AWK variables

We saw how to use data fields such as $1 and $2. Also, we saw the NR field, which holds the number of processed lines, but there are more built-in variables that AWK offers to simplify work more and more.

These variables can help you a lot in many cases. Let's assume that we have the following file:

John Doe
15 back street
(123) 455-3584
    
Mokhtar Ebrahim
10 Museum street
(456) 352-3541  

We can say that we have two records for two persons and each record contains three fields. Let's assume that we need to print the name and the phone number.

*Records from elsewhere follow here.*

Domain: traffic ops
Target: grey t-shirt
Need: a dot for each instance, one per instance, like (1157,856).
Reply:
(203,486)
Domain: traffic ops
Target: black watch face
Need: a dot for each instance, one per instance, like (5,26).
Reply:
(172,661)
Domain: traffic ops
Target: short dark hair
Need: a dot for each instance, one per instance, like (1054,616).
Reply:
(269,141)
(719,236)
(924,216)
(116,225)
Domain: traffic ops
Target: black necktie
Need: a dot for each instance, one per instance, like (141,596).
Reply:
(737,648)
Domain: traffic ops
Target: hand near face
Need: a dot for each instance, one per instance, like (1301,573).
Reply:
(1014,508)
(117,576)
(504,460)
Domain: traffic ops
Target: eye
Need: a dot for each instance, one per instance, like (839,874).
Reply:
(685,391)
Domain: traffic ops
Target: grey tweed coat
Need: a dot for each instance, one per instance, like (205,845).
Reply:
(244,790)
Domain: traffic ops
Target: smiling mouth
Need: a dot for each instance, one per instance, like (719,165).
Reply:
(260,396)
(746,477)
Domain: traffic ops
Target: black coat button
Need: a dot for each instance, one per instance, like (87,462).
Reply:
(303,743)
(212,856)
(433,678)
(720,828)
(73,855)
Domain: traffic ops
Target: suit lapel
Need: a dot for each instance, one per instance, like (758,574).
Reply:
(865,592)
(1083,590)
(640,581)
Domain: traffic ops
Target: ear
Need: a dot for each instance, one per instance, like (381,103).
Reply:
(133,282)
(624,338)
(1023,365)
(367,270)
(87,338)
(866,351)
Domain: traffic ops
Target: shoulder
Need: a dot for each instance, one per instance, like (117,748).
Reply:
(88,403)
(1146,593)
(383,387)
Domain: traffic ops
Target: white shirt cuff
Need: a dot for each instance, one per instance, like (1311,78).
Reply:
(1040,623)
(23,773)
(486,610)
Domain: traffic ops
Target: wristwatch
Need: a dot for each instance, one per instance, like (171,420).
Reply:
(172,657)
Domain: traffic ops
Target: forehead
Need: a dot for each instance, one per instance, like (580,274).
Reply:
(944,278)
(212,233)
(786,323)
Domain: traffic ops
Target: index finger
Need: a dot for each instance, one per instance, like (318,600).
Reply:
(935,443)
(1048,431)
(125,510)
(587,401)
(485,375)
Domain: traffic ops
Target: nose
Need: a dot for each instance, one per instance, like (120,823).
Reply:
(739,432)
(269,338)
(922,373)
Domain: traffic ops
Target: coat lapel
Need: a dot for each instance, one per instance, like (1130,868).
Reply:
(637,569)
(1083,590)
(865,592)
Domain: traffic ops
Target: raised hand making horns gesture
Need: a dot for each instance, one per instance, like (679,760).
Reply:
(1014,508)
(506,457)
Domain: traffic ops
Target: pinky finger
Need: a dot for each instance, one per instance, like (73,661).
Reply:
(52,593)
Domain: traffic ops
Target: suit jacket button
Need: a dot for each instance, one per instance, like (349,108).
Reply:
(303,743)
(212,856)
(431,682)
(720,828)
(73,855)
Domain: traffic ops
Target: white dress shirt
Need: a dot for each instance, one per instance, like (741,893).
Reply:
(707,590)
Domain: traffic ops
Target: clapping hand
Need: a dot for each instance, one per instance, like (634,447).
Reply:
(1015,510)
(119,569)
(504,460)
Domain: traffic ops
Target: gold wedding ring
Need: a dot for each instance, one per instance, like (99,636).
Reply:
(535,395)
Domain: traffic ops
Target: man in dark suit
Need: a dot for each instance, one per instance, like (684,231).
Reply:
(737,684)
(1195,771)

So how do we make AWK process them correctly?

In this case, the fields are separated by a newline (\n) and the records are separated by empty lines.

So if we set the FS to (\n) and the RS to empty text, the fields will be identified correctly:

$ awk 'BEGIN{FS="\n"; RS=""} {print $1,$3}' myfile

The result appears valid and appropriate.

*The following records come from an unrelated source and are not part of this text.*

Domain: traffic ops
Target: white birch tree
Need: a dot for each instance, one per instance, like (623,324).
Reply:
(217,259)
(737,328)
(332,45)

In the same way, you can use the OFS and ORS for the output report:

$ awk 'BEGIN{FS="\n"; RS=""; OFS="*"} {print $1,$3}' myfile  

You can use any text that fits your needs.

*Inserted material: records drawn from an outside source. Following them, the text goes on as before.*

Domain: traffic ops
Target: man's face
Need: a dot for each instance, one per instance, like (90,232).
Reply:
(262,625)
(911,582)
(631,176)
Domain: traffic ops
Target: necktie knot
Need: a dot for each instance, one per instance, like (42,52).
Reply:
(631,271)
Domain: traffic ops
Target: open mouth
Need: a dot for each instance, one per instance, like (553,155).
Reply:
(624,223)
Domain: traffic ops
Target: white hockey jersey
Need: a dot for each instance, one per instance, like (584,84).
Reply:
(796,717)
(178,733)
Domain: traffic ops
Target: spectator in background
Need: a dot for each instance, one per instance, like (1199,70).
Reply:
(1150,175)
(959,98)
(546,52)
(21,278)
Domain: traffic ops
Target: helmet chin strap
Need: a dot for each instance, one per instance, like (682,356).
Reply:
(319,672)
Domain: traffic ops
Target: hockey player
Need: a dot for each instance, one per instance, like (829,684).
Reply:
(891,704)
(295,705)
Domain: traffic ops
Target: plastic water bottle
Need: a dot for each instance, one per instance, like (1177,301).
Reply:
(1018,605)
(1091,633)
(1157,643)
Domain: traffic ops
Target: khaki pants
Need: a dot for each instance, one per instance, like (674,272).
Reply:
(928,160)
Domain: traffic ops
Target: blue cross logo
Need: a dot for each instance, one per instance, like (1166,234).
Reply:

We know that NR holds the number of the processed line and FNR looks the same from the definition, but let's explore the following example to see the difference:

Assume that we have the following file:

Welcome to AWK programming
This is a test line
And this is one more 

Let's process this file using AWK:

$ awk 'BEGIN{FS="\n"}{print $1,"FNR="FNR}' myfile myfile

Here we processed the file twice for testing purposes only to see what the value of the FNR variable is.

As you can see, the value starts from 1 for every processing cycle.

Let's see the whether NR variable is used in the same way:

$ awk 'BEGIN {FS="\n"} {print $1,"FNR="FNR,"NR="NR} END{print "Total lines: ",NR}' myfile myfile  

The NR variable preserves its value during the entire processing while FNR started from 1.